A noite é uma Arca de Noé ao avesso, da qual desembarcamos para nosso dilúvio. Ela nunca é fato consumado, é sempre véspera. Nos foi dada para vivermos a escuridão que nos habita, pecados que nos consomem, e jantar à luz de velas. Noite é confessionário e seu gozo é hóstia consagrada. A noite é dos pardos, mas convém lembrar que nem todos têm sete vidas.
Há noites que são breves cardumes; outras, se recusam a ter fim. Que a noite não passa de uma longa demora. Suave como neblina no céu, olhar de amor, anestesia geral; densa como rio de lava, mágoa de amor, ranhura no nervo. Noite é anonimato e anonimato nunca é bom conselheiro. Ela desce igual para todos, mas cada um tem a sua que noite é cardápio. Nele, todas as noites felizes são iguais; as tristes cada uma é a seu modo, porque costuma ser mal frequentada. Noite nunca é causa, é consequência.

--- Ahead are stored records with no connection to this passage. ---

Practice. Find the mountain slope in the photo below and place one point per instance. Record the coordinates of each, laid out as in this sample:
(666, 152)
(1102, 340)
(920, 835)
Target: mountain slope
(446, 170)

Nascemos sem noite para chamar de nossa, mas um dia ela nos alcança. E a primeira vez que faz noite quem amamos cede em outra boca. Por isso, noite tem duração, tem bainha, para não antecipar a morte- fim de quem vive, ou solidão- fim de quem ama. Que as pelejas da noite são puro visgo.
Noite é corpo suado, amor traído, sanduíche de trailer na madrugada. Embriaguez da alma, ressaca de bebida ruim, dor de cabeça de merda feita. A noite é uma luva de malfeitos. Noite é atentado; nós, vítimas. É saia curta, gole de cicuta, filho da puta. É festa de rua, dança colada, procura. Ou caça. Certeza de tontos, esperança de todos. Noite são poros abertos vazando desesperados pedidos de amor. É polinizar os desejos para engravidar a fertilidade do outro.
Noite não redime, catalisa. Não se oferece em pequenas porções. A noite é dose. Não olha para fora, mas para dentro. Sem indulto, alforria, da memória. A noite é fúria e som. Ela chora, vibra, grita, soluça, rosna, berra, urra, geme, pois disso é feito seu ofertório. É porção clandestina, taça de vinho, acordar arrependido de não dormir com vontade. A noite é debulhar grão a grão a vagem dos medos e risos para alimentar o estrangeiro que vem morar em nós todas as manhãs. Não é profecia, é vaticínio.
A noite é decote, delito, desatino. Ou navegar à deriva na mais tenra certeza que dormir abraçado aos filhos, depois de brincar, é ir ao parque de diversões de Deus e ser o Criador. Ela é soleira de casa, para onde voltamos quando o amor nos resgata do exílio e faz noite pela última vez.